La valentía de Valentina Barrios


Valentina Barrios Bornacelli, medallista de plata en lanzamiento de jabalina en el Mundial Sub-20 de Atletismo en Cali.  (Foto / Juan P. Vélez) 


Perfil de la colombiana y segunda mejor lanzadora de jabalina del mundo en la categoría juvenil. 

Por Nilson Romo Mendoza

@nilsonromo 

En un año Valentina Barrios Bornacelli (Barranquilla 2003), la subcampeona juvenil del mundo en lanzamiento de jabalina 2022, salió de un posible bloqueo en su carrera para entrar en la historia del atletismo colombiano.

Antes del viaje a su primer Mundial Sub—20 en Nairobi, Kenia, en agosto de 2021, la pandemia mantenía en alerta al país. Los entrenamientos eran limitados y solo las pruebas pcr podían dar el pasaporte y la orden de organizar maletas a los 15 atletas, con marcas mínimas de Colombia y concentrados Bogotá, para salir hacia territorio africano.

Valentina intentó con su tranquila personalidad pasar los controles, evitar un contagio del virus y eliminar pensamientos negativos que la bloqueara para el Mundial. Neider Abello, el segundo atleta de la Liga de Atletismo del Atlántico en la delegación, estaba confirmado para Nairobi, mientras que Melanie Bolaños, el virus la descartó.

Barrios perdía a una de sus compañeras del proceso de formación desde muy niñas en el atletismo de Barranquilla bajo el pulso de Juan Carlos Cervantes, quien además había recibido la notificación de la apertura de una investigación por supuesto maltrato y acoso por parte de otras atletas.

En mayo de 2021, además, Barrios había levantado la voz en nombre de algunos atletas de selección Atlántico a Indeportes (ente encargado de acompañar el proceso competitivo con estímulos) y su director, Armando Segovia. Los deportistas reclamaban más apoyo antes de volver a los campeonatos federativos y tras recibir escasas ayudas en medio de la pandemia en 2020.

Sus palabras y lo que se difundió por redes sociales causó que sus padres le reprocharán que apareciera encabezando esa protesta. En el reclamo de Valentina también estaba la queja por un dolor en el codo derecho, que no tenía diagnóstico y tratado a punta de hielo.

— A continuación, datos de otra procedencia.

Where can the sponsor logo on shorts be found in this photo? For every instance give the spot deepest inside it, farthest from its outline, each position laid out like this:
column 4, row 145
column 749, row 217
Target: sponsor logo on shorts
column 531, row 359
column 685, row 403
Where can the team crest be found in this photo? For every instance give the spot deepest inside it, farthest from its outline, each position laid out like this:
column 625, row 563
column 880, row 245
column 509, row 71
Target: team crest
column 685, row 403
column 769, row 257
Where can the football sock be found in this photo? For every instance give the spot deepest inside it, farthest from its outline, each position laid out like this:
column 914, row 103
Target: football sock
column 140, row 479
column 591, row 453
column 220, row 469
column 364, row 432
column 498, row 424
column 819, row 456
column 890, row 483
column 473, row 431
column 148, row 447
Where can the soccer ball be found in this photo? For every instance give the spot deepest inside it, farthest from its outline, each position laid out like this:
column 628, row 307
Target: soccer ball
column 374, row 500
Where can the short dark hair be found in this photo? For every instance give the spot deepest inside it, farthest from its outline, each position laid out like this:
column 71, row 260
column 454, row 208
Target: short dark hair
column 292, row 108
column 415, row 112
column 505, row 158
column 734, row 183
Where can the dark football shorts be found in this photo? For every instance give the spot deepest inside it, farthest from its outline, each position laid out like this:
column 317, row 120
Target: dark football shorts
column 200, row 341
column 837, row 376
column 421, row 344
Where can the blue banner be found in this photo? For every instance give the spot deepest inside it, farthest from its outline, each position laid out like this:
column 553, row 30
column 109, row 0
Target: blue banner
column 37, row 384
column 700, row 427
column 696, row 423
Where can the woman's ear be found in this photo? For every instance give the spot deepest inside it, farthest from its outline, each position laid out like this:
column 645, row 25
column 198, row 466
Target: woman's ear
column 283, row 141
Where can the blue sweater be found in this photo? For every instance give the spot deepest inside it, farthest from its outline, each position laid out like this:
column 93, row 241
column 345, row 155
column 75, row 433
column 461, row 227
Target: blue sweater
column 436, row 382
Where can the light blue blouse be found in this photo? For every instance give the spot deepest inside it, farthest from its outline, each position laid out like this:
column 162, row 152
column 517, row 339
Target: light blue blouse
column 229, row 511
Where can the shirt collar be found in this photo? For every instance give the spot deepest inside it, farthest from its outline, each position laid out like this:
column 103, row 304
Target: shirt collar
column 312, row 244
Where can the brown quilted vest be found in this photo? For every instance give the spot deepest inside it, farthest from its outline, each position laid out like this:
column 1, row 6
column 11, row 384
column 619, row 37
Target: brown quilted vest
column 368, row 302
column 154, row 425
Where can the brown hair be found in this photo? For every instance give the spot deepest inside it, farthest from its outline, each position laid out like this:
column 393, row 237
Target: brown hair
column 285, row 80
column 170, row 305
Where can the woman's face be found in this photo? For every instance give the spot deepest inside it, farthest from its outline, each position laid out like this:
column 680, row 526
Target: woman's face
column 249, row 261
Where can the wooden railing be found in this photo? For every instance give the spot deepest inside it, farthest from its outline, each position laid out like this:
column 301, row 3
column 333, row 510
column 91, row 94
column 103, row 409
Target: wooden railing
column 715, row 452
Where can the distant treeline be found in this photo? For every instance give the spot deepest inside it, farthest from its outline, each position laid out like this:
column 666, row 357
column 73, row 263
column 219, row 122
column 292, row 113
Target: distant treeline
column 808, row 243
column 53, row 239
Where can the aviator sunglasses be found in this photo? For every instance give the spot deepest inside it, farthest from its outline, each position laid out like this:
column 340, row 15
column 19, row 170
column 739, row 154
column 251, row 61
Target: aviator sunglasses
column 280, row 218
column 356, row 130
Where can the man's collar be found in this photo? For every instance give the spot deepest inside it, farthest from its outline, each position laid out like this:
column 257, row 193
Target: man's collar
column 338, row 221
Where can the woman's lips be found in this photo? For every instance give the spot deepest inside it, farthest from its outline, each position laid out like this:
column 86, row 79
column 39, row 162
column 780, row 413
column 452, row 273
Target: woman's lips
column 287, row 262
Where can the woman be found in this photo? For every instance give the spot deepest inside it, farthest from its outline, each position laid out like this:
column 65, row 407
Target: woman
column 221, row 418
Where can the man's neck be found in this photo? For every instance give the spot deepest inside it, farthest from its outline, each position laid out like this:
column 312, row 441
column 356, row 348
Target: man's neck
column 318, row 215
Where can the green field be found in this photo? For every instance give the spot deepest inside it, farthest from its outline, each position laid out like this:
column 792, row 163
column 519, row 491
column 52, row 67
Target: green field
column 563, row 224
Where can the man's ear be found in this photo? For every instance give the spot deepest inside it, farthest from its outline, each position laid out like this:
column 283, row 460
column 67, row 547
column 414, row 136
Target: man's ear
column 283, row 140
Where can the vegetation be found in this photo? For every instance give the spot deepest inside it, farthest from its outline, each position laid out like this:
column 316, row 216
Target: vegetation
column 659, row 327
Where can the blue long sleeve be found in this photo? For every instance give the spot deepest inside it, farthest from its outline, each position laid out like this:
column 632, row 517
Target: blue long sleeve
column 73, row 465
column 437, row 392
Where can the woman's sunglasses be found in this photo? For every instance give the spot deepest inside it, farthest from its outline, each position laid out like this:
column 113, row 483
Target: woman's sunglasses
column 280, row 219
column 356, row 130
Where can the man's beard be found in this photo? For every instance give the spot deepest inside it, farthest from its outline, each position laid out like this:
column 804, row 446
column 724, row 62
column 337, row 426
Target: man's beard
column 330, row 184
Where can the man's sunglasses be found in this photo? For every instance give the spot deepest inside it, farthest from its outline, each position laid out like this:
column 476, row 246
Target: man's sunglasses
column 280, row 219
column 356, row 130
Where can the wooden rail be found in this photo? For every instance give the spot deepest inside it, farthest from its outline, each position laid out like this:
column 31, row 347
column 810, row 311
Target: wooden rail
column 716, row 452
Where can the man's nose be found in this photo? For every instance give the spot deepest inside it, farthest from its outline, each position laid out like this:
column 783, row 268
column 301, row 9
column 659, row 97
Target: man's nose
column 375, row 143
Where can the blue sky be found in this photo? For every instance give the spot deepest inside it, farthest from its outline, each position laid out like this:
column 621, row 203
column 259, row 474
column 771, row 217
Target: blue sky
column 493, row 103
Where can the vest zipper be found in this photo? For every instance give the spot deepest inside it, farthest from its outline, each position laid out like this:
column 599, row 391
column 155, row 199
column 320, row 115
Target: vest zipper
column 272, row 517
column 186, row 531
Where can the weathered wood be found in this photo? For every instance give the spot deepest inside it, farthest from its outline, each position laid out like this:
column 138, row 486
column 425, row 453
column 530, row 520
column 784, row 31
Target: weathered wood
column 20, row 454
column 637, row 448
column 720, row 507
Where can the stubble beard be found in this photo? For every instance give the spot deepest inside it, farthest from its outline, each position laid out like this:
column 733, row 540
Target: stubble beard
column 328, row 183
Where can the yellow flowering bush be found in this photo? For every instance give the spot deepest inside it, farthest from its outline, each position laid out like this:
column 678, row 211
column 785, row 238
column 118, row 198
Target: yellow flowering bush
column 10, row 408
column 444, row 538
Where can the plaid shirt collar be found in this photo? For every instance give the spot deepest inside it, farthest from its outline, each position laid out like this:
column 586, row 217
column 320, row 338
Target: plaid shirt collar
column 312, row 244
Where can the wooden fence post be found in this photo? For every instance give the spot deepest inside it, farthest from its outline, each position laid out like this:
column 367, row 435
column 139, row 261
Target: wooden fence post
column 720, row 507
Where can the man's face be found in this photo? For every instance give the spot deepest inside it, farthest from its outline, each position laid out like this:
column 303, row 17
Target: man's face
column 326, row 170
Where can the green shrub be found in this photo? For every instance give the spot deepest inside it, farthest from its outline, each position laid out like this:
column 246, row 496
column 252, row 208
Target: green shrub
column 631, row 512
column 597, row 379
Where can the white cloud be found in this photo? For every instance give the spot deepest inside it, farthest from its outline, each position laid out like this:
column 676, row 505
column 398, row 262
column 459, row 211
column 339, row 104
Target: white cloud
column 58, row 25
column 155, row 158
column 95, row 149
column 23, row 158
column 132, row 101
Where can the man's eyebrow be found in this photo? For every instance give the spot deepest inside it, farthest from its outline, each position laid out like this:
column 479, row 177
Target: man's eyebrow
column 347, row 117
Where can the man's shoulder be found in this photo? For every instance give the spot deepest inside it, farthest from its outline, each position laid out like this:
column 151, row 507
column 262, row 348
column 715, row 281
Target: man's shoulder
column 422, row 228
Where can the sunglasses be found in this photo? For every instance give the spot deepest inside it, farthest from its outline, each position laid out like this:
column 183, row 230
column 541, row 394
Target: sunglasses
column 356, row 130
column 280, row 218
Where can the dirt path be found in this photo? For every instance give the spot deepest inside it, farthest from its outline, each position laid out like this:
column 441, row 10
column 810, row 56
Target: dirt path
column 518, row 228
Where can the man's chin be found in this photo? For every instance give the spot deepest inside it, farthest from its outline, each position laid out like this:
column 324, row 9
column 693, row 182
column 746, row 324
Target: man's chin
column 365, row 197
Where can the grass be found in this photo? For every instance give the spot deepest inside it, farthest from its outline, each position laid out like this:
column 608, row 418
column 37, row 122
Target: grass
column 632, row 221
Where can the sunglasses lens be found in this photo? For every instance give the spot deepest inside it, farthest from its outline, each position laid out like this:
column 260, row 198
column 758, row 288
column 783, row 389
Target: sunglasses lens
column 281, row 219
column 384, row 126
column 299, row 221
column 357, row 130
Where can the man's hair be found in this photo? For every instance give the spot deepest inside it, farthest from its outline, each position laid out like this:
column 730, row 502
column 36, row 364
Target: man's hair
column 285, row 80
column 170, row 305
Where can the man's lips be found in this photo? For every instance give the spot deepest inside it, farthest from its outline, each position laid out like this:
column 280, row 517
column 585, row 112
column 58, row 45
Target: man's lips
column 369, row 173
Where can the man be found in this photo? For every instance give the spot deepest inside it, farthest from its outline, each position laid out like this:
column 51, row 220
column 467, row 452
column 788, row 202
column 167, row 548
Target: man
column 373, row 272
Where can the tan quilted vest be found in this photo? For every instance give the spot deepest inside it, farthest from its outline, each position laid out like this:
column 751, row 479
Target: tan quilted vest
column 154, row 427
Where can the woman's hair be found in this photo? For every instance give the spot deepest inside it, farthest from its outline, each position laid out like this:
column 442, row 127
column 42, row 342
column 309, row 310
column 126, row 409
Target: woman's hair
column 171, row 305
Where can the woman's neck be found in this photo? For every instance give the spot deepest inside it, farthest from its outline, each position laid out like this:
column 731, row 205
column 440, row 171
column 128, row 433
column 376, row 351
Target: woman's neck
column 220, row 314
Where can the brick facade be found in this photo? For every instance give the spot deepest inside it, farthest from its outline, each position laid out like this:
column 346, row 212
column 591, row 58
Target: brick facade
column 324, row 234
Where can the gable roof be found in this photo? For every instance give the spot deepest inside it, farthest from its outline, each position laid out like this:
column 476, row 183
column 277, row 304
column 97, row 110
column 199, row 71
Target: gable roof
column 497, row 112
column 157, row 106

Con su primer lugar y el título en el Nacional de Barrancabermeja, más el impacto de la denuncia al entrenador Juan Carlos Cervantes, Barrios Bornacelli evitaba pararse en un precipicio.   

 “Me había planteado desde antes ir fuerte a ese mundial, hacerlo mejor. Pues he hecho todo de mi parte para buscar un lugar importante. Lo que ha pasado con mi entrenador y todo esto, me ha desenfocado. Me ha caído un poco, pero no más, no me ha distraído de mí de mi meta, que es el Mundial”, dijo Valentina por teléfono desde Bogotá y antes del viaje a Nairobi.

La atleta, campeona nacional en aquel momento, intentaba salir del estado emocional con los consejos de Neider Abello. Dice que Abello con sus oraciones a Dios la sostuvieron. “Él estuvo cerca para que la llama no se apagara, que no me afectara”.

—¿Qué tanto estás afectada?

La verdad al principio en los entrenamientos me había ido mal. No me concentraba en los lanzamientos. Algo feo. Era como si no estuviera lanzando y pensando en todo. Y dije: que esto no afectará mi carrera. Esto no afectará, pues es un campeonato tan grande y tan importante, es el Mundial U20. Me fui metiendo en mi mente y sacando esos pensamientos negativos. Fueron pensamientos distractores, pero ahora me siento mucho mejor. Podría decir que lo hice y casi superando toda esta situación. No puedo decir que voy a ganar el Mundial, pero se podría decir que voy a darlo todo y, si Dios permite, haré algo muy importante en mi prueba para Colombia.

Unos meses antes Cervantes había vaticinado que Valentina estaba para meterse entre las cinco mejores del mundo. Hablaba con mucha seguridad de sus posibilidades, de sus marcas. El carácter fuerte, imponente del entrenador ya era motivo de inquietud. Valentina se había preguntado el año pasado por qué Cervantes tenía comportamientos como el de sobreprotegerla. Antes de una grabación en el estadio de atletismo, autorizada por el presidente de la Liga de Atletismo, Orlando Ibarra y para un medio de comunicación del gobierno local, Cervantes mostró su fastidio, porque no le habían preguntado primero a él.

Esa mañana del 19 de agosto de 2021 en Colombia, tarde en Kenia, Juana Bornacelli, su madre, Ardidis Barrios, el padre, y Waldir, su hermano mayor, vieron la gesta en la señal de transmisión por Internet y ampliada en un televisor.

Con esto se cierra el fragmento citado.